Она бросила на меня снисходительный взгляд.
– Это цитата из оды Горация «Exegi monumentum aere perennius» – «Я воздвиг памятник крепче меди», – и с сожалением добавила: – Как много тонкостей теряется в наше время. Толстой и Пушкин писали для людей, знающих языки и понимающих оттенки чужой речи, а ведь в них все дело. Я недавно перечитывала «Войну и мир». Помните, Долохов, пропуская мимо себя французов, пленных, приговаривает: «Filez!» Толстой отмечает, что слову этому Долохов научился от них же, от французов. В этом комментарии – целая эпоха. «Filez!» значит: «давай, давай!» Конечно, гувернеры не обучали своих питомцев таким словечкам… А для нас этот оттенок вульгарности пропадает.
– Со временем пропадают многие тонкости. Не только языковые, – заметила я. – К примеру, кто сейчас поймет аллюзии на знаменитых современников, которых, как говорят критики, довольно много в произведениях того же Пушкина.
– Вы правы, – неожиданно легко согласилась Ахматова. – Поэтому ценность одних произведений падает, а других возрастает. Знаете, есть предположение, что многие непристойные эпиграммы Пушкина в действительности принадлежат Льву. А если они и пушкинские – я бы все равно их в однотомниках не печатала. И «Гавриилиаду». Раньше эта поэма имела антирелигиозный смысл, а теперь – один только непристойный. Ее надо печатать в академическом издании и нигде более.
– Вы считаете, не стоит пугать молодежь непристойными стихами и разрушать их иллюзии насчет Пушкина, – улыбнулась я.
Она откинулась на спинку кресла и заложила руки за голову.
– Видите ли, поэт и должен быть бесстыдным, – наконец медленно произнесла она после раздумий. – Но не для всех. – Она смотрела куда-то вдаль, сквозь стену, как будто видела что-то далекое и непонятное мне. – Опасная вещь искусство. В молодости этого не сознаешь. Какая страшная судьба, с капканами, с волчьими ямами.
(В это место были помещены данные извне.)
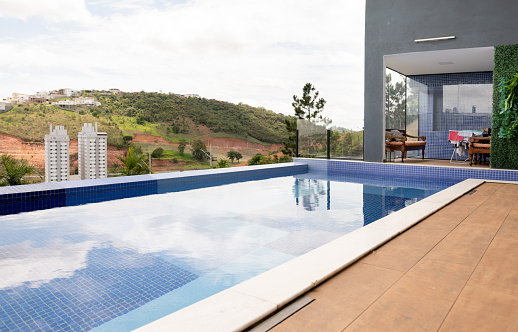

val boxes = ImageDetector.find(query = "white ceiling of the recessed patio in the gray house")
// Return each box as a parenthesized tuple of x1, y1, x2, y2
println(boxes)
(385, 47, 495, 76)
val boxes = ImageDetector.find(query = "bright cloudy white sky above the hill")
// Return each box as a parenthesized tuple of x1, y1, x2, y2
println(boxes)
(0, 0, 365, 129)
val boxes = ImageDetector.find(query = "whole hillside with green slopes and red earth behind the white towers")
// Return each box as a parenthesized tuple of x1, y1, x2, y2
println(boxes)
(0, 93, 285, 172)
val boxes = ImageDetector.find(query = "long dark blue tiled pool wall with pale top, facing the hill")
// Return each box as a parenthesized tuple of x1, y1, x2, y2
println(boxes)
(0, 163, 307, 215)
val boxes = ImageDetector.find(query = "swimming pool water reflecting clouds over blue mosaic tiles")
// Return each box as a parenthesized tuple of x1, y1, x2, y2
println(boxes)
(0, 174, 456, 331)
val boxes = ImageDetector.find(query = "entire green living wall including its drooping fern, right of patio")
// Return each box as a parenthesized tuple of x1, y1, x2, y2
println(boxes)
(491, 44, 518, 169)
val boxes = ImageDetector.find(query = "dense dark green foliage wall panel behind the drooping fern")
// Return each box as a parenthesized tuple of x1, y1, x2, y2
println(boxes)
(491, 44, 518, 169)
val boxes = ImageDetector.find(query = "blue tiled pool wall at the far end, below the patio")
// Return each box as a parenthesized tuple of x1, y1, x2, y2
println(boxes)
(294, 158, 518, 184)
Я теперь понимаю родителей, которые пытаются уберечь своих детей от поэзии, от театра… Подумайте только, какие страшные судьбы… В молодости этого не видишь, а если и видишь, то ведь «наплевать»…
– Но если у человека к искусству призвание, в молодости это, наверное, уже заметно, – предположила я.
– Это вовсе не так, не думайте, пожалуйста, – сразу отвела она мои возражения. – Я сейчас имею возможность наблюдать, как создаются воспоминания. Когда я училась в Царском, в гимназии, то двумя классами старше меня училась молоденькая девушка. Я помню, что она была смуглая и стройная и зимой ходила с муфтой. Это все, что помню о ней я. Она же теперь рассказывает всюду о моей юности. Что она может вспомнить? Мне было пятнадцать лет, самая заурядная, тихая, обыкновенная гимназистка.
Она помолчала и, видимо, вновь перенеслась мыслями к классической литературе:
– Вот так и с Лермонтовым, вероятно, получилось. Он жил очень недолго. Его никто не заметил. Никто его жизни не увидал, никто не понял – такой он был или другой. А потом кинулись писать воспоминания. Людям этим было уже под шестьдесят. Они ничего не помнили и списывали друг у друга… Поэтому заниматься биографией Лермонтова очень скучно.